Post 5: Creating training and test data sets and preparing the data

Data Science Nov 18, 2016 Grid Dynamics

In the previous post we discussed how we created an appropriate data dictionary. In this post we’ll address the process of building the training data sets and preparing the data for analysis.

What are good or bad training and test data sets?

The training process aims to reveal hidden dependencies and patterns in the data that will be analyzed. Therefore, the training and test data set must be a representative sample of the target data. It has to be broad enough to cover all cases; e.g. if it is time-series data about sales, the training and test dataset ought to represent a reasonable business cycle that covers peak and off-peak times, weekends, etc. 
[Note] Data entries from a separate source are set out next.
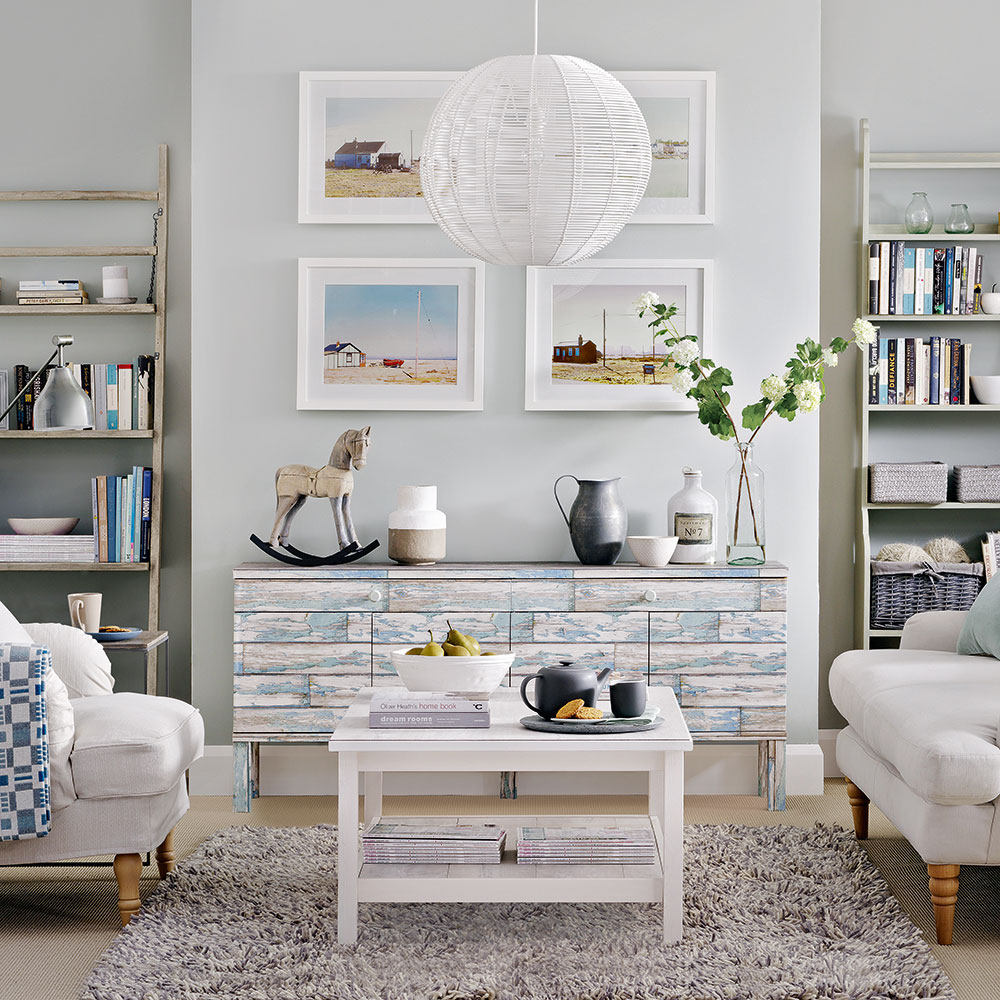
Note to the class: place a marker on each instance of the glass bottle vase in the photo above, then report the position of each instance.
(745, 510)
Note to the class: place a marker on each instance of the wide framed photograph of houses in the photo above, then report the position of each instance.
(390, 334)
(679, 108)
(360, 140)
(586, 347)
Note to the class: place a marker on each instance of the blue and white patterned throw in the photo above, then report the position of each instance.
(24, 743)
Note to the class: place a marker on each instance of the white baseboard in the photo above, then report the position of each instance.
(709, 769)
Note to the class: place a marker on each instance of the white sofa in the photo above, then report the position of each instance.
(922, 744)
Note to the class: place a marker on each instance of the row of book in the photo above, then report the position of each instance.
(122, 507)
(923, 281)
(907, 371)
(122, 393)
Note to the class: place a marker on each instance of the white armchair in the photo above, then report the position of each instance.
(123, 787)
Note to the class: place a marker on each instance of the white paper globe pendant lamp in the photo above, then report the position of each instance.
(535, 159)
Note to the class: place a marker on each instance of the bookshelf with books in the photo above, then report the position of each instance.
(126, 385)
(915, 288)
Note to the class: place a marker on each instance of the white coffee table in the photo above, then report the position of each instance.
(508, 746)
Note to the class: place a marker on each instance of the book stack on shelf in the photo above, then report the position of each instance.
(404, 843)
(923, 281)
(46, 548)
(122, 508)
(52, 292)
(397, 708)
(909, 371)
(585, 845)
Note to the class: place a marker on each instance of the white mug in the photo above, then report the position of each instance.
(85, 611)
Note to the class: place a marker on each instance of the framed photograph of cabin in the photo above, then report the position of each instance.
(679, 108)
(586, 347)
(390, 334)
(360, 139)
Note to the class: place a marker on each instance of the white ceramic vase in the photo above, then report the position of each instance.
(417, 527)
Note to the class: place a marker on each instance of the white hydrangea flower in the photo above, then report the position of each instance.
(684, 352)
(773, 388)
(808, 395)
(682, 380)
(645, 301)
(864, 333)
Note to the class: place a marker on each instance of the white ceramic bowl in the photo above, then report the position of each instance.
(479, 675)
(42, 525)
(652, 550)
(986, 388)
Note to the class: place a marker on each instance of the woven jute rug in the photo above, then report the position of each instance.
(771, 913)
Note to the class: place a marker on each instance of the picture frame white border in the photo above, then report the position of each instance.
(659, 210)
(538, 336)
(303, 400)
(352, 210)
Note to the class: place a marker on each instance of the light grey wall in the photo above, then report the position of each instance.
(89, 95)
(494, 469)
(895, 63)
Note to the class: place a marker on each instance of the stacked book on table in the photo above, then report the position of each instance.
(405, 843)
(46, 548)
(585, 845)
(397, 708)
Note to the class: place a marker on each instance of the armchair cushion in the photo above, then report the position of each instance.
(130, 745)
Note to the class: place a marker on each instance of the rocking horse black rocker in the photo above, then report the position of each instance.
(294, 484)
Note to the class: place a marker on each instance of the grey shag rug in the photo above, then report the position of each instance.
(771, 913)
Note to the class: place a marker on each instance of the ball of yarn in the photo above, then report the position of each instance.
(901, 552)
(946, 550)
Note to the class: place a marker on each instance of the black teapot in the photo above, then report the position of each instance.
(556, 685)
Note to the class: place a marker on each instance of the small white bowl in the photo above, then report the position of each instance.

Coming back to natural language processing, of which sentiment analysis is a subset, it’s important to cover as many words as possible that express sentiment and represent the lexicon used in the target texts. When we speak about supervised learning for natural language processing, the labeling has to be performed manually to guarantee correct classification of the training and test data. The training dataset must contain enough, and balanced enough, entries representing each value for the target variable to be representative. In our case, these are text perceived as either positive or negative. There is no universal guidance for the size of the training data set; it depends on the number of variables used for training and it must contain several examples of every typical observation. In our case variables are words from the dictionary. Every of this word must be be represented in several texts of corresponding sentiment. Texts may contain several dictionary words of opposite sentiment so we need several such examples to understand which word bears stronger sentiment. Because of all that. the number or texts in our training dataset must be at least 10 times the number of words in our dictionary.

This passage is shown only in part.